In this world, I gave the briefest of glances at his phone, grimaced at him in an attempt to smile, and barely made it out of the shop before I couldn’t contain the tears anymore.



And still I left wondering how rude he thought I must have been for not gushing over his precious baby.

7 thoughts on “Taking Up Space

  1. It’s not too late… I can totally see you going in later this week and saying, “You know, I’m sorry if I seemed rude when I was looking at pictures of your beautiful son. My own son died recently, so it was really hard for me.” In a good world, the barista would ask all about Owen. If it’s eating you up, maybe worth it? It’s so hard when it’s casual acquaintances… you feel the guilt of saying nothing (like you wouldn’t, really, with a stranger) and don’t feel comfortable enough to tell the story (like with a closer friend). Plus, then, whenever you see this barista in the future, you have to decide if you want to be “that woman who lost a baby,” you know?

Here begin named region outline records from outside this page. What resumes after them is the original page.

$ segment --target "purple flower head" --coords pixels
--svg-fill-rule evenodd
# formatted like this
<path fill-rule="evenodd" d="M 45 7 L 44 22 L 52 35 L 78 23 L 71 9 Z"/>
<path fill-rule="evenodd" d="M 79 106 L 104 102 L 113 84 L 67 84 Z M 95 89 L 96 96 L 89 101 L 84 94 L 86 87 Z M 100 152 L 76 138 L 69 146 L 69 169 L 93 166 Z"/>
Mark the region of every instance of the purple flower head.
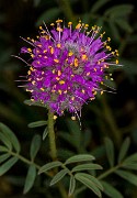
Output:
<path fill-rule="evenodd" d="M 102 95 L 106 69 L 118 64 L 118 52 L 111 52 L 110 37 L 102 41 L 104 33 L 99 34 L 99 26 L 90 29 L 79 21 L 72 30 L 71 22 L 68 26 L 61 23 L 62 20 L 52 23 L 50 32 L 46 25 L 39 26 L 36 41 L 28 38 L 32 48 L 21 50 L 31 55 L 25 85 L 31 100 L 46 105 L 59 116 L 65 110 L 76 114 L 98 92 Z"/>

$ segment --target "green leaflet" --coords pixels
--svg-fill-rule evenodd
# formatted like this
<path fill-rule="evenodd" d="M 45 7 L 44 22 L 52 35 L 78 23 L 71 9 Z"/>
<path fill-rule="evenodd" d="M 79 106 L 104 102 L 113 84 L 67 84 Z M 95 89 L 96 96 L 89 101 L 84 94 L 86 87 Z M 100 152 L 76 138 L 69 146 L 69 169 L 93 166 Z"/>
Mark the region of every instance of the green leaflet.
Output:
<path fill-rule="evenodd" d="M 122 144 L 122 146 L 121 146 L 119 154 L 118 154 L 118 164 L 119 164 L 119 163 L 124 160 L 124 157 L 126 156 L 127 151 L 128 151 L 128 148 L 129 148 L 129 144 L 130 144 L 130 140 L 129 140 L 129 138 L 127 138 L 127 139 L 123 142 L 123 144 Z"/>
<path fill-rule="evenodd" d="M 54 184 L 58 183 L 66 174 L 68 173 L 68 169 L 61 169 L 60 172 L 58 172 L 54 178 L 50 182 L 50 186 L 53 186 Z"/>
<path fill-rule="evenodd" d="M 115 172 L 119 177 L 128 180 L 129 183 L 132 183 L 133 185 L 137 186 L 137 176 L 134 175 L 130 172 L 126 172 L 126 170 L 116 170 Z"/>
<path fill-rule="evenodd" d="M 0 131 L 7 136 L 7 139 L 9 139 L 9 141 L 12 143 L 15 151 L 19 153 L 21 150 L 21 146 L 14 133 L 1 122 L 0 122 Z"/>
<path fill-rule="evenodd" d="M 46 128 L 43 132 L 43 141 L 46 139 L 47 135 L 48 135 L 48 128 Z"/>
<path fill-rule="evenodd" d="M 9 150 L 12 150 L 12 144 L 4 133 L 0 133 L 0 140 Z"/>
<path fill-rule="evenodd" d="M 49 169 L 52 169 L 52 168 L 55 168 L 55 167 L 61 166 L 61 165 L 62 165 L 62 163 L 59 162 L 59 161 L 45 164 L 44 166 L 42 166 L 42 167 L 39 168 L 38 174 L 42 174 L 42 173 L 44 173 L 44 172 L 47 172 L 47 170 L 49 170 Z"/>
<path fill-rule="evenodd" d="M 16 162 L 18 157 L 13 156 L 0 166 L 0 176 L 5 174 Z"/>
<path fill-rule="evenodd" d="M 90 188 L 98 197 L 102 197 L 100 189 L 103 189 L 103 187 L 95 177 L 89 174 L 78 173 L 75 175 L 75 178 Z"/>
<path fill-rule="evenodd" d="M 105 150 L 111 167 L 114 166 L 114 144 L 111 139 L 105 138 Z"/>
<path fill-rule="evenodd" d="M 3 155 L 0 155 L 0 163 L 7 161 L 10 156 L 11 156 L 10 153 L 5 153 L 5 154 L 3 154 Z"/>
<path fill-rule="evenodd" d="M 103 169 L 99 164 L 80 164 L 72 168 L 71 172 L 81 172 L 87 169 Z"/>
<path fill-rule="evenodd" d="M 109 197 L 112 198 L 124 198 L 123 195 L 116 189 L 114 188 L 112 185 L 110 185 L 106 182 L 101 180 L 101 184 L 104 188 L 104 194 L 106 194 Z"/>
<path fill-rule="evenodd" d="M 36 167 L 35 165 L 31 165 L 28 167 L 27 175 L 25 178 L 23 194 L 26 194 L 32 188 L 32 186 L 34 185 L 35 178 L 36 178 Z"/>
<path fill-rule="evenodd" d="M 69 157 L 65 164 L 70 164 L 70 163 L 77 163 L 77 162 L 84 162 L 84 161 L 93 161 L 95 160 L 94 156 L 90 154 L 78 154 L 72 157 Z"/>
<path fill-rule="evenodd" d="M 70 176 L 70 183 L 69 183 L 69 196 L 71 196 L 75 191 L 75 188 L 76 188 L 76 179 L 72 176 Z"/>
<path fill-rule="evenodd" d="M 31 143 L 31 150 L 30 150 L 30 155 L 31 160 L 34 161 L 37 152 L 39 151 L 41 147 L 41 136 L 38 134 L 34 135 L 32 143 Z"/>
<path fill-rule="evenodd" d="M 47 124 L 47 121 L 41 120 L 41 121 L 36 121 L 36 122 L 31 122 L 28 124 L 28 128 L 38 128 L 38 127 L 46 125 L 46 124 Z"/>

I’m sorry you weren’t able to get to avoid this encounter entirely :(.

    • so I did something sort of like that. after my vow of telling the next pt who congratulated me on my new baby, I had the opportunity. a pt said “i heard you had a baby! congrats!” I paused too long and then couldnt say anything, but thank you. In weighed on me thorughout the whole time I was with her. at the end of the visit I decided to say something. is aid “I wanted to thank you for asking about my baby earlier. Becuase you were kind enough to say something, I wanted to let you know that she died.” I got a really positive response from her.

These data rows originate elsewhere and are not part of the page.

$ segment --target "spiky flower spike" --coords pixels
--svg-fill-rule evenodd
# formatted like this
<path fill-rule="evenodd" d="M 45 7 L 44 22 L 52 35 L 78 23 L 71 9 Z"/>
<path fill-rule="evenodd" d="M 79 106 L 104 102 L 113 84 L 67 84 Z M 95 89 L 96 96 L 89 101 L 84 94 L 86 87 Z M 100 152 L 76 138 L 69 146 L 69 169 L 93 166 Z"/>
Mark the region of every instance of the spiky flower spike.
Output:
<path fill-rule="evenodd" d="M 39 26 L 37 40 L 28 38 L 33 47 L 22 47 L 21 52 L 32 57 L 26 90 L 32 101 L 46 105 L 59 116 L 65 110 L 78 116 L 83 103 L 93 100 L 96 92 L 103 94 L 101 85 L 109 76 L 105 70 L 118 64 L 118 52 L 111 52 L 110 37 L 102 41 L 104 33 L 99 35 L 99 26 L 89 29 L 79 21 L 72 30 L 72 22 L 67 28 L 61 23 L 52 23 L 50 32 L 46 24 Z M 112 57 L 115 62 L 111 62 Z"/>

      BUT I know this scenario is way different and like babylossmama said, it might also put the label on you. I’m learning to experiment at what feel right and what gets palatable responses for me.

      god, what a world we live in, where someone showing off their baby causes us such pain! why do babies die and leave us in such situations where it *should* be easy but instead its so so hard.

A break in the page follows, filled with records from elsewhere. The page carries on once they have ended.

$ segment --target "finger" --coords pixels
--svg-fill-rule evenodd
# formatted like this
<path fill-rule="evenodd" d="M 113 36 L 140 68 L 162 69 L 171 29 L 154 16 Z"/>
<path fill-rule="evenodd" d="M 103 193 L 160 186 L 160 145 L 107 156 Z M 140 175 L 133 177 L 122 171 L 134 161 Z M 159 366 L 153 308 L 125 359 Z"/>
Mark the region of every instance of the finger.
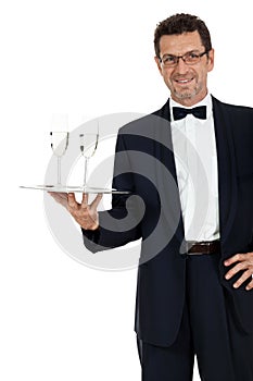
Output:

      as I listened to another patients lungs today and saw name with angel wings tattooed on her shoulder (another one!?! I guess its a thing), I confirmed it was her first child’s name and she said “yeah, he’s in the waiting room” and I was terrified she’d say, she wanted me to meet him- even though he’s not close in age to what Mabel would be, I didnt want to meet the baby that was tattooed on her back. it gave me anxiety! so I can ONLY imagine how hard it would be for you to have that experience with a baby close to Owen’s age!

  2. ouf! So unpleasant! It seems really intense on the part of the barista to push his baby photos on every customer. I agree with babylossmama that it’s not too late to say something if you feel up for it. Or maybe just leave him a note?

    Of course, do so only if you think it will make you feel better. But if that’s the case, i am sure it would also serve other people (who struggle with infertility or have suffered a miscarriage, for instance).

    I am sorry you had to deal with that. I wish you could just respond by showing off your 4 month old photos.

  3. 😩 that’s a crappy situation for sure. I bet the baby is a horror baby that screams all the time and he is over compensating for pretending that it’s all amazing and awesome and shoving pictures of his baby in poor unsuspecting strangers faces.
    You were much more gracious than I think I could have been if it were me, I think I would have thrown my coffee at him. X

  4. Just want to say that you are worthy and deserving of space, whatever that might come to mean for you. You have a right to be here, there, everywhere.